Not everyone is going to go out and buy a new ARM Mac.  And Big Sur seems destined to run on x86 Macs for a while.


----------



## Johan Elzenga (Jul 1, 2020)

clee01l said:


> Not everyone is going to go out and buy a new ARM Mac.  And Big Sur seems destined to run on x86 Macs for a while.


Yes, that is what I said. I think the biggest risk for Mac users is not that Adobe would discontinue Lightroom Classic, or not make an ARM version of Lightroom Classic. The biggest risk is that Adobe discontinues the Intel version one day, and that this is a day when you still use an Intel Mac and have no desire to buy a new computer. I don't see that happen soon, but it may happen one day.


----------



## clee01l (Jul 1, 2020)

Johan Elzenga said:


> Yes, that is what I said. I think the biggest risk for Mac users is not that Adobe would discontinue Lightroom Classic, or not make an ARM version of Lightroom Classic. The biggest risk is that Adobe discontinues the Intel version one day, and that this is a day when you still use an Intel Mac and have no desire to buy a new computer. I don't see that happen soon, but it may happen one day.
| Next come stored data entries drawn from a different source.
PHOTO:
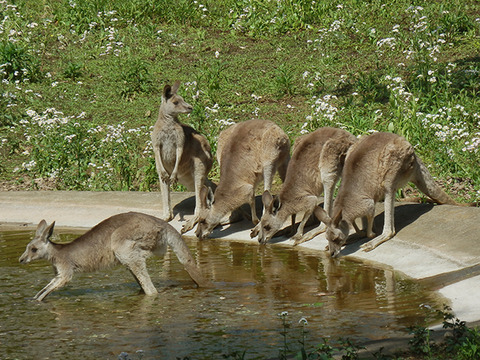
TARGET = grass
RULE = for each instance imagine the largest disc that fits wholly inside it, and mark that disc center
(95, 69)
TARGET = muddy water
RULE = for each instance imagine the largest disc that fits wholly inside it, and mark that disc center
(101, 315)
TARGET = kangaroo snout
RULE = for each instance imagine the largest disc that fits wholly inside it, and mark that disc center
(24, 259)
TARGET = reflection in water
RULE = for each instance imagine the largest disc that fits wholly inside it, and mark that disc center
(100, 315)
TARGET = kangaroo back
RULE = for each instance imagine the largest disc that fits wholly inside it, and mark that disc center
(248, 152)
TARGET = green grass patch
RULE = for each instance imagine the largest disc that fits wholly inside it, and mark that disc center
(364, 66)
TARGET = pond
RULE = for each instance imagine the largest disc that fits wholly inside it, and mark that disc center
(100, 315)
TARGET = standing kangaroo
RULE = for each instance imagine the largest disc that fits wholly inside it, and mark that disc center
(128, 238)
(181, 153)
(247, 153)
(315, 167)
(375, 168)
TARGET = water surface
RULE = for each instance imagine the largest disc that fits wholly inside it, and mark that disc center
(99, 315)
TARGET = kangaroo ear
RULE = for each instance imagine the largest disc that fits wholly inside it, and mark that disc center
(167, 92)
(42, 225)
(337, 218)
(175, 87)
(276, 204)
(322, 216)
(49, 231)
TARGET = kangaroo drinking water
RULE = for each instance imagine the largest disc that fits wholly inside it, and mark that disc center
(375, 168)
(181, 153)
(247, 152)
(315, 167)
(128, 239)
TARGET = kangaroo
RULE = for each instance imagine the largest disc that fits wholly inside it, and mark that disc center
(181, 153)
(128, 238)
(315, 167)
(375, 168)
(247, 152)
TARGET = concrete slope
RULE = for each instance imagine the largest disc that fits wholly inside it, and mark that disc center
(439, 245)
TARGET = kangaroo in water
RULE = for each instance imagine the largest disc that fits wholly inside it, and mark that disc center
(181, 153)
(128, 239)
(375, 168)
(248, 152)
(315, 167)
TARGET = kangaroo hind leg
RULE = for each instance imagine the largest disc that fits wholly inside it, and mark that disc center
(135, 261)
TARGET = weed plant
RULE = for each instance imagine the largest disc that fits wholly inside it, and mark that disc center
(412, 69)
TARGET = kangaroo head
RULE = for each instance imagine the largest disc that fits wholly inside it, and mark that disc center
(270, 222)
(172, 103)
(336, 234)
(38, 248)
(207, 218)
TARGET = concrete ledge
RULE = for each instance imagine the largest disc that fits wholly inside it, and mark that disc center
(439, 244)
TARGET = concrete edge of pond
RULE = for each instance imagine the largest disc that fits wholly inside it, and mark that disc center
(437, 245)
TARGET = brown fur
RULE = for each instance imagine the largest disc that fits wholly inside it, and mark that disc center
(248, 152)
(128, 238)
(181, 153)
(375, 168)
(315, 167)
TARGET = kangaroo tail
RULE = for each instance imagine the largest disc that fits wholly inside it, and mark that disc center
(181, 250)
(426, 184)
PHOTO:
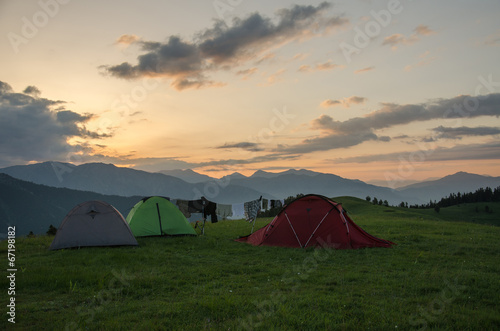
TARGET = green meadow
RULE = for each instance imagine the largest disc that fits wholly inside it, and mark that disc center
(443, 274)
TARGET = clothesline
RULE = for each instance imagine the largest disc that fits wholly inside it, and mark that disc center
(247, 210)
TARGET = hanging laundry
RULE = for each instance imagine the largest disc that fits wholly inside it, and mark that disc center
(183, 206)
(196, 206)
(209, 209)
(264, 204)
(238, 211)
(251, 209)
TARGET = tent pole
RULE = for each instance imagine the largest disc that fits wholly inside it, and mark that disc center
(159, 218)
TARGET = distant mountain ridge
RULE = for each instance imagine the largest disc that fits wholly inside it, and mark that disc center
(235, 188)
(34, 207)
(462, 182)
(110, 179)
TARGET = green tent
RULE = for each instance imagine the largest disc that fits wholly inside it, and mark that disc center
(156, 216)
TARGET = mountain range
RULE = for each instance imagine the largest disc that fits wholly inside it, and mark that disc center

Apple typically sunsets Hardware after 5 or more years after production ceases.  There would be no incentive for Adobe to continue product updates after that time.


----------



## Johan Elzenga (Jul 1, 2020)

clee01l said:


> Apple typically sunsets Hardware after 5 or more years after production ceases.  There would be no incentive for Adobe to continue product updates after that time.


Yes, that is indeed the kind of time frame I'm expecting.


----------



## mcasan (Jul 1, 2020)

That is also the rough timeframe when Hackentoshes will  rapidly die off.    Several of the Hackentosh wizards have said no problem for the next 5-7 years provided the OpenCore team and others continue to work..   After that....best be planning to do Apple Silicon.


----------



## Victoria Bampton (Jul 16, 2020)

Official Response: 


> The team is working on a native version of Lightroom Classic for Apple Silicon, and it will be released next year. We're also committed to continuing support for Intel-based Macs.


----------